Study: 20% of the Most Popular WordPress Plugins Are Vulnerable to Cyberattacks - pjc
http://news.softpedia.com/news/Study-20-of-the-50-Most-Popular-WordPress-Plugins-Are-Vulnerable-to-Cyberattacks-361809.shtml

======
vec
In other news, sky still blue.

I just spent the better part of a week rewriting a traditional Wordpress
plugin to be an AJAX backed AngularJS widget. I have never before seen a
system work so hard to discourage you from doing the right thing.

* Need to make an ajax endpoint? Create a global function, call wp_hook to register it twice, and be sure to die() at the end of it. Oh, and you can't selectively register on HTTP verb, plus too bad if you wanted to use the param "action" for anything.

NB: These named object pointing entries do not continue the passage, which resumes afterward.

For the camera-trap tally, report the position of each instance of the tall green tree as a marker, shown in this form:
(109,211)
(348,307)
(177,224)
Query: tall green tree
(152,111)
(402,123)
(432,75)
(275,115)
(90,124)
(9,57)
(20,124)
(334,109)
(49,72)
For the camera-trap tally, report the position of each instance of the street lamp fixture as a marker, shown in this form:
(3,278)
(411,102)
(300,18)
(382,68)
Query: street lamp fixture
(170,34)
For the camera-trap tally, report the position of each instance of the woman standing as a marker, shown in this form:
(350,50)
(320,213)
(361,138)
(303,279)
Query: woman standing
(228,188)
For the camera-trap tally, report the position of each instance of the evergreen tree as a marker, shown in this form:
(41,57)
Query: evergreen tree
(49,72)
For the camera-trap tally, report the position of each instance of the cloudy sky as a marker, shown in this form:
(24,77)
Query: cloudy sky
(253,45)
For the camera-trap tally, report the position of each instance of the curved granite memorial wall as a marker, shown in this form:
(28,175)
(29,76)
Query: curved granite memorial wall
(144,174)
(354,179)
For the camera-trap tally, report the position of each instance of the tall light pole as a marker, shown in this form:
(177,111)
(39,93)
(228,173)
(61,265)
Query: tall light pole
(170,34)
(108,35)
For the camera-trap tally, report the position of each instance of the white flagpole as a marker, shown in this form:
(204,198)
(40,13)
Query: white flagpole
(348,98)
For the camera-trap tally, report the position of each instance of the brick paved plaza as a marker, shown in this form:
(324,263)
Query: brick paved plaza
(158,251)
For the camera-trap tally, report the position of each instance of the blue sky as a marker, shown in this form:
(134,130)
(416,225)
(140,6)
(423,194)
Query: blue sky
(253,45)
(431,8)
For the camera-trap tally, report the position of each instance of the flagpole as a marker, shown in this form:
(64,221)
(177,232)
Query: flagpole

* Want to serve some JS? Great! wp_enqueue_script has you covered. Unless you're plugin is included after the header. Unless unless you pass the optional "place in footer" flag. Unless unless unless the theme doesn't call wp_foot() (which is depressingly common). Good luck!

* Need to serve something that isn't JS or CSS, like a static HTML template? Fine! Just pass the whole path to the file! Since we don't do any routing other than cleaning up permalinks, every file has its own URL! Oh, just be sure to use plugin_dir_url() to get the base path. But despite the name that returns the path to the current file not the plugin so you should probably call it once in your plugin initialization file and cache the result in a global constant or something.

* Looking to do some safe SQL queries? Fantastic! Here's $wpdb->prepare. Which, by the way, doesn't have a named argument syntax. So if you have any optional params or dynamic segments in your SQL then you're going to have to prepare a whole query for each permutation. Oh, and I know you're building your queries by hand, but be sure to use "SELECT * FROM {$wpdb->posts}" instead of "SELECT * FROM wp_posts" just in case the table prefix isn't set to the default.

And that's just off the top of my head. Seriously, even assuming you know the
right way to do any of the above (which in an environment that is quite
explicitly aimed at being friendly to non-developers is far from a given),
actually doing it involves jumping through countless obscure hoops. The simple
fact is that making an ajax.php file and starting it with
require_once('../../../../wp-config.php') or doing string interpolation into
raw SQL, though horrible from both security and portability standpoints, are
not only easier to write but make for clearer and more understandable code.